Сначала они вели весьма продолжительные разговоры, в них было тесно мыслям и чувствам, но постепенно собеседники стали говорить недомолвками, сделались почти молчаливы. В те времена, о которых ведется речь, они уж и не знали, что еще друг другу сказать.
Анри давал мадам Рено кое-какие книги — стихи, несколько романов, она читала их тайком от мужа и возвращала исчерканными ноготком в самых пикантных местах.

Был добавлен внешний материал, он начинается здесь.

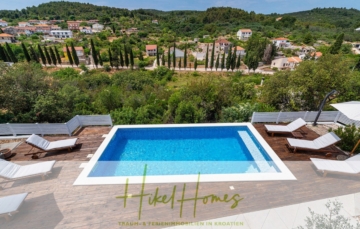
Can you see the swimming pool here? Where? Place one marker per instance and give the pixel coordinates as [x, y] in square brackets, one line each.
[177, 153]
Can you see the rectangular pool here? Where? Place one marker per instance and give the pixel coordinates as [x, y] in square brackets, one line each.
[178, 153]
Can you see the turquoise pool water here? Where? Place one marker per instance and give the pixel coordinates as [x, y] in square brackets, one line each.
[183, 151]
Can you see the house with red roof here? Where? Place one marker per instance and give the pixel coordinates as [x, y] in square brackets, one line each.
[151, 50]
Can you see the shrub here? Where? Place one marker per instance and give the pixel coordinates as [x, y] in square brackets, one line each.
[349, 135]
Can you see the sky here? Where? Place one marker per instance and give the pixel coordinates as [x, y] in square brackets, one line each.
[259, 6]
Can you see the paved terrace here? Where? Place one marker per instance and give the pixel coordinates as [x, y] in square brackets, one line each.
[56, 203]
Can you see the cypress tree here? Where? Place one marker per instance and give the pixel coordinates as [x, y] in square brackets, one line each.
[174, 56]
[238, 62]
[185, 56]
[2, 54]
[131, 58]
[217, 62]
[10, 53]
[110, 58]
[58, 58]
[74, 55]
[169, 58]
[157, 57]
[126, 57]
[121, 58]
[222, 66]
[212, 56]
[207, 57]
[47, 55]
[100, 60]
[335, 48]
[93, 53]
[42, 56]
[52, 55]
[228, 59]
[26, 53]
[69, 55]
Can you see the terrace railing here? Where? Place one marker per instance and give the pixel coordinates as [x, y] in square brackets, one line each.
[55, 128]
[308, 116]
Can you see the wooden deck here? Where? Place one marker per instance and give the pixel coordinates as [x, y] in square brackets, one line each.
[56, 203]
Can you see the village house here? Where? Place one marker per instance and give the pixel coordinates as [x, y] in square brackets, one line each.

Они обсуждали эти пассажи наедине, на следующее утро в саду или вечером в гостиной, когда все бывали заняты картами или выслушивали повествования мсье Рено.
Оба с нетерпением ждали наступления лета. «Ах! — вздыхали они. — Если бы сюда хорошую погоду, мы бы оседлали лошадей и скакали бы целыми днями по лесу или по зеленеющим луговым коврам!» Они, дай им волю, удалились бы в лесную глушь, чтобы слушать журчание ручейков во мху и внимать ночным трелям соловья.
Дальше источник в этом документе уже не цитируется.